O economista Mauricio Claverí, da Abeceb.com na Argentina, espera "uma queda generalizada do comércio bilateral", com impacto "importante, muito forte" sobre as exportações.
- Agora o cenário se complica duplamente, por ter mais recessão no Brasil e menos demanda de volumes, e segundo pelo tipo de câmbio bilateral que se atrasa (real que se deprecia e peso argentino que permanece estável) e tira competitividade de produtos argentinos - resumiu.
A Abeceb.com prevê uma queda de 2% de importações e uma diminuição de 10% das exportações argentinas ao Brasil em 2015. Em 2014, o intercâmbio bilateral - o mais importante entre os sócios do Mercosul - foi de 28,4 bilhões de dólares, praticamente em equilíbrio, algo que pode mudar a um déficit de 1,2 bilhão de dólares para a Argentina neste ano.
Se no outro grande sócio do Mercosul a preocupação é grande, em economias menores, como a do Uruguai e do Paraguai, a situação é ainda mais alarmante. O pior momento do Mercosul comercial? O ministro da Economia uruguaio, Danilo Astori, opinou na semana passada que o Mercosul atravessa "o pior momento desde que foi criado".
- Estamos seguindo com muita atenção o que ocorre no Brasi. Não escapamos da desaceleração em matéria de produção e exportações - acrescentou Astori.
O mercado prevê que a economia brasileira se contrairá 0,58% neste ano. Ao impacto de uma menor demanda brasileira, pode se somar o efeito da depreciação do real sobre a competitividade dos produtos de outros sócios do Mercosul. A queda do real alcança 18% durante o ano, contra pouco menos de 6% no caso do peso uruguaio e de uma taxa de câmbio oficial estancada no eixo dos 8,8 pesos por dólar na Argentina.
O economista Alfonso Capurro, da consultora CPA Ferrere em Montevidéu, explicou que espera um "efeito competitividade" e um "efeito atividade econômica" como consequências da crise brasileira. No caso do Uruguai o "efeito competitividade" se traduz em um encarecimento dos produtos que o país exporta ao Brasil, principalmente bens de alto valor agregado.
- Além disso, estamos vendo pequenos sinais de que as exportações ao Brasil estão caindo. Provavelmente devido ao equilíbrio que as moedas têm hoje e se não ocorrerem correções novamente, vamos ver quedas adicionais, e esta é a preocupação que temos hoje - disse Capurro, que estimou em 10% a queda em volume de meados de 2013 a dezembro de 2014, antes mesmo que o real caísse.

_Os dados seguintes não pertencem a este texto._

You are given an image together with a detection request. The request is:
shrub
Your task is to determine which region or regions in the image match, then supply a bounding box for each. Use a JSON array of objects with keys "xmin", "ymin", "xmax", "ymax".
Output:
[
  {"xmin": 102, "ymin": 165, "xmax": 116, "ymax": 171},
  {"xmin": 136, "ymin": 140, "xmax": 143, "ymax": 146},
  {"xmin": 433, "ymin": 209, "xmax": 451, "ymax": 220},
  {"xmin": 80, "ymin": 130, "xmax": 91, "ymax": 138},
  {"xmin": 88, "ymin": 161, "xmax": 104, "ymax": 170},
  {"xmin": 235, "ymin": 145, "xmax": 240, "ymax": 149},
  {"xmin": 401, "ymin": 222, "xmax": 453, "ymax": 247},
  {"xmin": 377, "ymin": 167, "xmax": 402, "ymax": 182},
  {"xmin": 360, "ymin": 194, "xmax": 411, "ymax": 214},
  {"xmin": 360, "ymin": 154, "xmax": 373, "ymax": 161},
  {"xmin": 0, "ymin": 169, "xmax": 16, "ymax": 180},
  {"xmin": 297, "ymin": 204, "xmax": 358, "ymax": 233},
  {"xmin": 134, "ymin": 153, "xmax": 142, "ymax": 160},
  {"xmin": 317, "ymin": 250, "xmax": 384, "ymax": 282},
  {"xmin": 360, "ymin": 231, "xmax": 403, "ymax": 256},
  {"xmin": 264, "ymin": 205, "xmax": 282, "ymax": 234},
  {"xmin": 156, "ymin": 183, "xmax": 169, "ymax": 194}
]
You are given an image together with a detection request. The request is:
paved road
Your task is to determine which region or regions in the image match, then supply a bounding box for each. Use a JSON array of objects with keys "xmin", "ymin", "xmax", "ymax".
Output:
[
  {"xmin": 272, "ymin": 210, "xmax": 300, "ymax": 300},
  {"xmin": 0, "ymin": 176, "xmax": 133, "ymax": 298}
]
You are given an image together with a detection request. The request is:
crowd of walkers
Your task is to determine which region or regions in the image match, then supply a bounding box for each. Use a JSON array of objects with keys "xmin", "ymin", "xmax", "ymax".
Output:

No caso do Paraguai, à complexidade de um Brasil em declínio se somam medidas que afetam o comércio varejista transfronteiriço. O golpe, segundo o ex-ministro da Fazenda César Barreto, pode ser sentido sobre 30% do comércio paraguaio.
O Brasil reduziu a quota de compras de cidadãos brasileiros sem impostos no Paraguai à metade, o que afeta particularmente os comerciantes de fronteira.
- O principal inconveniente é que a economia brasileira está passando por uma situação difícil. Só que (no Brasil) não dimensionam o dano que causarão com medidas restritivas como as impulsionadas atualmente - resumiu Barreto.
Segundo associações de comerciantes consultadas pela AFP, as vendas estão em queda livre. A Venezuela, afundada em uma profunda crise institucional e econômica, tem outras preocupações. O país é um grande importador do Mercosul, com o qual tem um déficit comercial de 4,5 bilhões de dólares, disse Eduardo Porcarelli, professor da Universidade Central da Venezuela. Por isso a preocupação principal se situa no potencial de investimentos brasileiros que podem ficar pelo caminho.
- Se havia expectativas de que investisse, estas opções talvez sejam reduzidas - disse o especialista.
Segundo números oficiais brasileiros, o intercâmbio com seus sócios do bloco regional em janeiro e fevereiro deste ano totalizou 5 bilhões de dólares, contra mais de 6 bilhões no mesmo período de 2014.